The purpose of an interview is to answer two questions:
  1. Can you really do what you claim in your application?
  2. Could I stand working with you?
Regarding the first question, you can expect to be asked some questions related to the topics you claim knowledge about. I always liked to gently probe an applicant's knowledge with some questions about specific technologies or approaches. If you don't understand a question, it is better to ask for clarification than to burble on with a clueless half-answer. If you don't know the answer, it is better to just say that you don't know but could find out. 

Regarding the second question, that comes from your attitude during the interview, and the way you answer questions. I once interviewed someone who was very well qualified and had a lot of experience, but their attitude during the entire interview was just screaming that they didn't want to be there. They didn't get the position, because I knew that if I had hired them, in six months either I would be trying to get rid of them, or they would move on to someplace else.  

Personally, the three qualities I value the most in someone I work with are:
  1. Competence
  2. Hard work
  3. Straightforwardness
Applicants who could demonstrate those three qualities in an interview were much more likely to be successful than those who did not. Regarding the third quality, straightforwardness, I always asked a "filter" question to establish this quality. An applicant who answered that question correctly would probably get the job. An applicant who gave the wrong answer, would not.

When all of the interviews have been completed, a decision will be made about which applicant will receive an offer. Do not email or otherwise bug the people who interviewed you about the outcome! You will just annoy them.
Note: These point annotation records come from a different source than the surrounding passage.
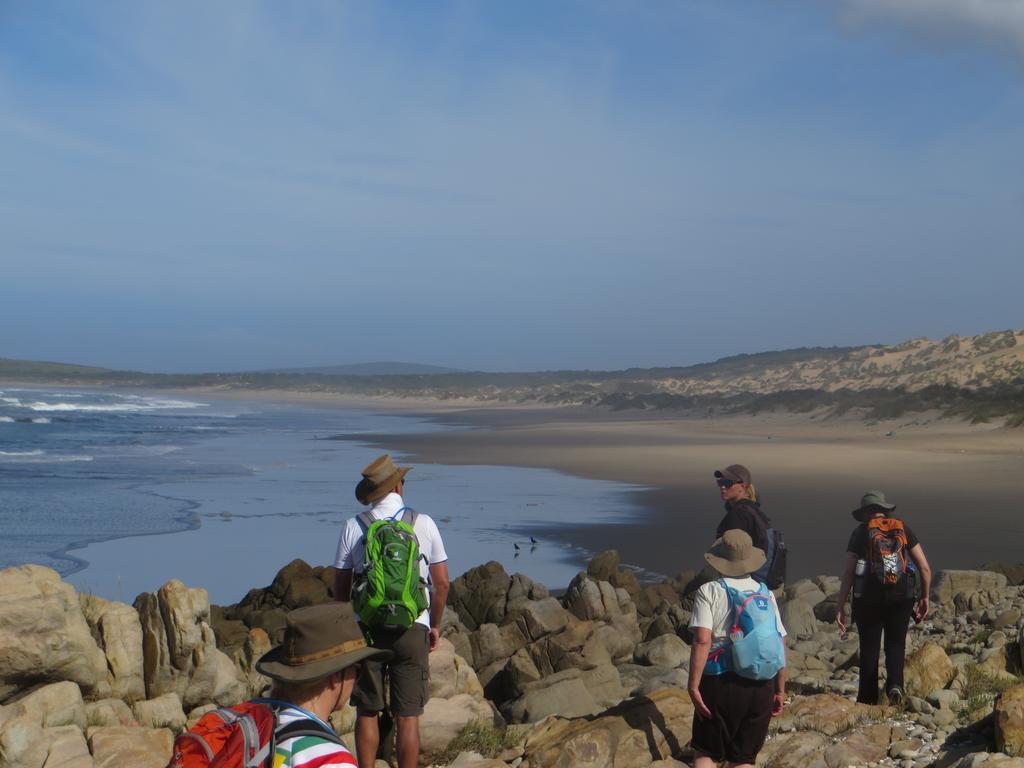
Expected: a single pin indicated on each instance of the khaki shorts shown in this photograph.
(408, 673)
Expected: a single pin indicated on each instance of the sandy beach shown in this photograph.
(956, 485)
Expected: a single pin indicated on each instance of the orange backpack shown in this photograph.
(887, 550)
(242, 736)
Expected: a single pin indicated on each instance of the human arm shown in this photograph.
(343, 585)
(918, 555)
(439, 582)
(844, 590)
(778, 698)
(698, 657)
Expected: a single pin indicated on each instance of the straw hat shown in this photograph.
(871, 500)
(734, 554)
(318, 641)
(379, 478)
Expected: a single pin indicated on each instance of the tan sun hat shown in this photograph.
(734, 472)
(871, 500)
(318, 641)
(734, 554)
(380, 477)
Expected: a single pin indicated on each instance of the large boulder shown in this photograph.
(255, 645)
(443, 718)
(120, 747)
(480, 595)
(928, 669)
(540, 617)
(43, 633)
(451, 675)
(180, 650)
(120, 633)
(1009, 717)
(665, 650)
(603, 565)
(68, 748)
(636, 733)
(23, 743)
(948, 584)
(798, 617)
(162, 712)
(825, 713)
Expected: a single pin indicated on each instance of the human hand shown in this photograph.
(698, 706)
(922, 610)
(777, 702)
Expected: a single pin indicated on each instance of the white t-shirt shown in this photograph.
(712, 611)
(351, 546)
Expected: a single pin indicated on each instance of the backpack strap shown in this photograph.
(307, 727)
(409, 517)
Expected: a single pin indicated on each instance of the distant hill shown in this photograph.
(36, 369)
(370, 369)
(980, 377)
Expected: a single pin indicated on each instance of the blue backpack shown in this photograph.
(756, 645)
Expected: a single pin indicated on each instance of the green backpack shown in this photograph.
(389, 593)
If the decision goes your way, then you will receive an offer. This means that they want to hire you, so now is the time to negotiate the conditions of the position. Don't be afraid to ask for a bit more money, they want you, so it doesn't hurt to ask. The worst they will say is "no", they are extremely unlikely to withdraw the job offer just because you asked for more money. 

If you end up not getting an offer, it doesn't mean you're not good at what you do, or that people don't like you. It just means that there was someone there who was better than you for that particular role. There have been cases in the past where someone didn't even get to the interview stage the first time they applied for a job with me, but when they applied for another position later on, they got the job. 

Job hunting in general is brutal and at times demoralising, and more so in academia. There are many more qualified people than there are permanent academic positions, so someone is always going to miss out. Hold on to the reasons why you want to be an academic, and keep applying.